The amount of substance inserted was controlled by keeping the surface area of

these substances constant. Besides keeping the amount of substance constant, the amount

of pickle itself and its juice was kept constant by putting 3 cubes of pickled tomato and filling

the falcon tubes until the juice level reached 35mL. (See method) After I put 3 cubes of

tomatoes in each falcon, I am planning to use a small syringe to fill the falcon up to the 35

milliliter line so that the volume of Saccharomyces Rosei formed will be suitable for

observation, because if I use less pickle juice, the volume of fungi will also decrease

proportionally and I will have difficulty in collecting data.
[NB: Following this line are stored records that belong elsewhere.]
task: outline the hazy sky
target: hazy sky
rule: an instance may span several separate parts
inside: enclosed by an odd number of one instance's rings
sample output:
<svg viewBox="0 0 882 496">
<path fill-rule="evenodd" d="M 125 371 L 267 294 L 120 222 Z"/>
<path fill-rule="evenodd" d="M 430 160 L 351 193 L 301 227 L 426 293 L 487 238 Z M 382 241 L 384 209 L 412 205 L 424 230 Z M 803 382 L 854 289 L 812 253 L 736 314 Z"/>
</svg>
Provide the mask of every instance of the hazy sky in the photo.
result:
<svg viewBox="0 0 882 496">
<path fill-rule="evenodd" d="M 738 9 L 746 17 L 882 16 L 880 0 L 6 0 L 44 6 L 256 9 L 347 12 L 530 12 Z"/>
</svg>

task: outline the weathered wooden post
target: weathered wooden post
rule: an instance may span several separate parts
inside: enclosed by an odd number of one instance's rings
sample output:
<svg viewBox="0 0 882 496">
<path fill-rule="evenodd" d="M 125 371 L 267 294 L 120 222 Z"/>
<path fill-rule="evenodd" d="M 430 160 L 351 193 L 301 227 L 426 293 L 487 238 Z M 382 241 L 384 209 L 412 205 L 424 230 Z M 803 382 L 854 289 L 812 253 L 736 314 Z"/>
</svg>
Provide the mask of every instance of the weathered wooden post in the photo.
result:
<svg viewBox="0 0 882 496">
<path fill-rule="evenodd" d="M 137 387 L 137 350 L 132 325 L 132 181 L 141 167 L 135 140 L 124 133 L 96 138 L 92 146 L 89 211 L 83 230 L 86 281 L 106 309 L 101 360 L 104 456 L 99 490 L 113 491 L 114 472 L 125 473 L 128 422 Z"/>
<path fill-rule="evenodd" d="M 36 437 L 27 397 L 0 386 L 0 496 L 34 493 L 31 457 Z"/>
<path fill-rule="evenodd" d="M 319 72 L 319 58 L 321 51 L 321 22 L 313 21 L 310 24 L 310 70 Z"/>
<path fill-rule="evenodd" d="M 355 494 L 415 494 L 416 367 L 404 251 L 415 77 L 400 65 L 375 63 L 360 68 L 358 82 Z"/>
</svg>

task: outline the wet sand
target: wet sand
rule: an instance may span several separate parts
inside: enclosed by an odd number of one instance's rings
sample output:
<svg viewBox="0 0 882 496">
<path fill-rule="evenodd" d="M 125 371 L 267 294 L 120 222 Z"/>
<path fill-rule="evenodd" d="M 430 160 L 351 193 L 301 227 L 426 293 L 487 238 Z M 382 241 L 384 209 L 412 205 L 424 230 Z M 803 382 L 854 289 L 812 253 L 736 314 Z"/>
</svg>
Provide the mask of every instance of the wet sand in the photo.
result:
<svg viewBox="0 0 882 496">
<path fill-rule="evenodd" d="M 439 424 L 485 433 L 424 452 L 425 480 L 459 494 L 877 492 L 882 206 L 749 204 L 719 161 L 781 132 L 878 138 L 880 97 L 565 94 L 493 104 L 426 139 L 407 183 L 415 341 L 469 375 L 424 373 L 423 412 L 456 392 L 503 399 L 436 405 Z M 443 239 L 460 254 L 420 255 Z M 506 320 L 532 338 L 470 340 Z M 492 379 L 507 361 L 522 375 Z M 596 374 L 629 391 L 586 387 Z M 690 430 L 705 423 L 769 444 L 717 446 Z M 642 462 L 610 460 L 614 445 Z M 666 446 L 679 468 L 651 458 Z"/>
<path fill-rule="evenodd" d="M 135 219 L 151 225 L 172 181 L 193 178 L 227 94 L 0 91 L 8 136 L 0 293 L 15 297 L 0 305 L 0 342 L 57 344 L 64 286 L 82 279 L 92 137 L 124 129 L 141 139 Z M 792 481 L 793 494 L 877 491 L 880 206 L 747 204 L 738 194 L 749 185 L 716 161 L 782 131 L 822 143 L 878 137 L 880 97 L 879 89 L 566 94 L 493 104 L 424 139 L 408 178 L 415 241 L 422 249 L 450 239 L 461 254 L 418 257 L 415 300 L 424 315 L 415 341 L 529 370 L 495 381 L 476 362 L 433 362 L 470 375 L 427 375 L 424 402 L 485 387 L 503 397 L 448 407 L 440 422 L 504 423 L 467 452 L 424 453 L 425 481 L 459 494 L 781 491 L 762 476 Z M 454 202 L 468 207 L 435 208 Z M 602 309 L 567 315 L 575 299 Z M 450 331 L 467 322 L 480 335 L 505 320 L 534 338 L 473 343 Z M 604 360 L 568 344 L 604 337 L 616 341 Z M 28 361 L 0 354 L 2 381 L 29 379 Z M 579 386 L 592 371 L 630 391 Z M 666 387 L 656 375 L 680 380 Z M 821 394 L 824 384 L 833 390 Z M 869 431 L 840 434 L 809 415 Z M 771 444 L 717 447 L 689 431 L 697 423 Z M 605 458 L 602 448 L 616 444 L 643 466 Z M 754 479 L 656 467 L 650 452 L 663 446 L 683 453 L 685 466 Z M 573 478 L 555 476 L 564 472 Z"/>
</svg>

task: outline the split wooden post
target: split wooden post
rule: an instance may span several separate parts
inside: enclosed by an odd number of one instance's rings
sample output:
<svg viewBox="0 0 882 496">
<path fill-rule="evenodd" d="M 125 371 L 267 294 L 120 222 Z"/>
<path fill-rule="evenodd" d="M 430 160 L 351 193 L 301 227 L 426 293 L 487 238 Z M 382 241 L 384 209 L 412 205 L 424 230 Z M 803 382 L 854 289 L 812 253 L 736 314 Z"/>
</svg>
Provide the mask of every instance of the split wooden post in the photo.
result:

It became important to make sure that all variables were being controlled. Light

intensity, temperature and pressure was kept constant for all the containers just by putting

them into the same rack and placing them in a room with no direct sunlight and with slightly

higher temperature than the average room conditions which will possibly increase the rate

of reaction. Another thing which had to be kept constant was the surface area of the

solution in contact with the air within the tube. To ensure that the surface in contact with

the air within the tube was the same, the tubes were placed inside a rack, perpendicular to

the ground.

I planned to measure the dependent variable, in this case the amount of mold

formed, by using the milliliter lines present on each falcon. By this way I will be able to

compare the volumes of Saccharomyces rosei formed. I am planning to keep the duration of

my experiment at least two weeks because reproduction of Saccharomyces rosei takes a bit

time. I will photograph the falcons once every two days because I don’t expect to observe

any distinguishing difference over a day. I decided to continue my experiment until I attained

same results in my two consecutive observations.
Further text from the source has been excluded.